Sound: Both sets re in excellent sound, although only the studio one is in stereo. The Austrian Radio transcript from Salzburg in 1965 is clear, warm, and detailed mono. The orchestra is set further back than in the studio version, but the soloists often sound closer. In both cases the chorus was the large Vienna Singverein , and their enunciation is muddied compared to smaller choirs. No preference in this regard between live and studio. I did find the original pressing of the studio version a bit too bright and less open than the live broadcast, but that may have been corrected in the new "Originals" reissue.
Soloists: Gundula Janowitz is the ethereal soprano on both recordings and sings almost identically, although in the live recording she opens out to reach the audience, while in the studio she adds a bit more intimacy and nuance. (This is also true of the orchestra.) Fritz Wunderlich performs all the tenor arias and major ensembles in both versions( he died suddenly from a fall in Sept. 1966 before finishing all the recitatives, which are filled in for the studio recording by Werner Krenn). Wunderlich uses his plangent voice with more nuance in the studio, singing out more in the live performance, and I prefer that. The bass is Walter Berry in the studio recording, preferable to Kim Borg in the live one, although not by a huge margin. However, in the baritone role of Adam, the live Hermann Prey is ocnsierably more lyircal and natural than Fishcer-Dieskau in the studio. Christa Ludwig on the studio version sings only one solo in the last chorus. The fact that the live soloists rank ahead of the studio may be a tipping point for some--it was for me.
Conducting: Karajan specialized in this work, as witness his three recordings (I don't own his digital reading from 1982, generlaly acknowledged as inferior), and he could be uncannily similar from year to year (for example, in both these performances the first big Adam and Eve duet takes 10 min., 1 sec., despite the year separating the two). Karajan took a classical approach to Haydn, preferring proportion and balance over excitement, control over spontaneity. In the style he chose, nobody since has excelled these recordings, but there is another way, as shown by Bernstein's two versions, particularly the unmatched drama of the first one from New York on Sony.
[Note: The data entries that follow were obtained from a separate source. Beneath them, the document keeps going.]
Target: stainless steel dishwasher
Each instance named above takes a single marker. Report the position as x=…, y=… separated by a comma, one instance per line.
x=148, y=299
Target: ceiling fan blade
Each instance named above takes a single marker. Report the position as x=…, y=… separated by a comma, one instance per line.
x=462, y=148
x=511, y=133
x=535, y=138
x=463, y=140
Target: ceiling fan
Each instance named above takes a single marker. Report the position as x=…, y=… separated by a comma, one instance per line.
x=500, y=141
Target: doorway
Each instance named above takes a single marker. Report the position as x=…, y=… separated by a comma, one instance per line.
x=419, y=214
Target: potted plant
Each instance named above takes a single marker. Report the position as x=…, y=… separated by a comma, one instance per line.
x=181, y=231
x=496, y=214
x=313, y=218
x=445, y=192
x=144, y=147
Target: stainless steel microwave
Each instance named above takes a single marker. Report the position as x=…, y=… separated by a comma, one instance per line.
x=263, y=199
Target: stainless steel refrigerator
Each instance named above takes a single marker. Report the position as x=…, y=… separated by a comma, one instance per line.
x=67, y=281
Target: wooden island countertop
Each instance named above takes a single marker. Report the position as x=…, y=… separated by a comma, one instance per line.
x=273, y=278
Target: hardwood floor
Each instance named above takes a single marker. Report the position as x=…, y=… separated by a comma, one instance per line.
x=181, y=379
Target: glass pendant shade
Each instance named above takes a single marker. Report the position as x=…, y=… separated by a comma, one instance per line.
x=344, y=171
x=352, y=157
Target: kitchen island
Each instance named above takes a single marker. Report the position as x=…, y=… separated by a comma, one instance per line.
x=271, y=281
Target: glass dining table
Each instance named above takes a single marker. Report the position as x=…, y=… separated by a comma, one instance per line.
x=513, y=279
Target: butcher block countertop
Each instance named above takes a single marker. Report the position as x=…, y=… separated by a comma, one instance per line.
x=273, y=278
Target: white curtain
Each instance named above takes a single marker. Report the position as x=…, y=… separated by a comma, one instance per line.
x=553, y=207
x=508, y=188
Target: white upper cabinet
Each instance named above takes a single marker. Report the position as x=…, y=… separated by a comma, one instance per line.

In the end, both Karajan readings are so close to each other, even down to sound and soloists, that there isn't much to choose. One might expect the live performance to be more exciting, but in fact that's a split decision as well--quite often Karajan finds more drama and momentum in the studio recording. I pick the live performance mostly to hear Wunderlich in better form and to have Prey in place of Fishcer-Dieskau."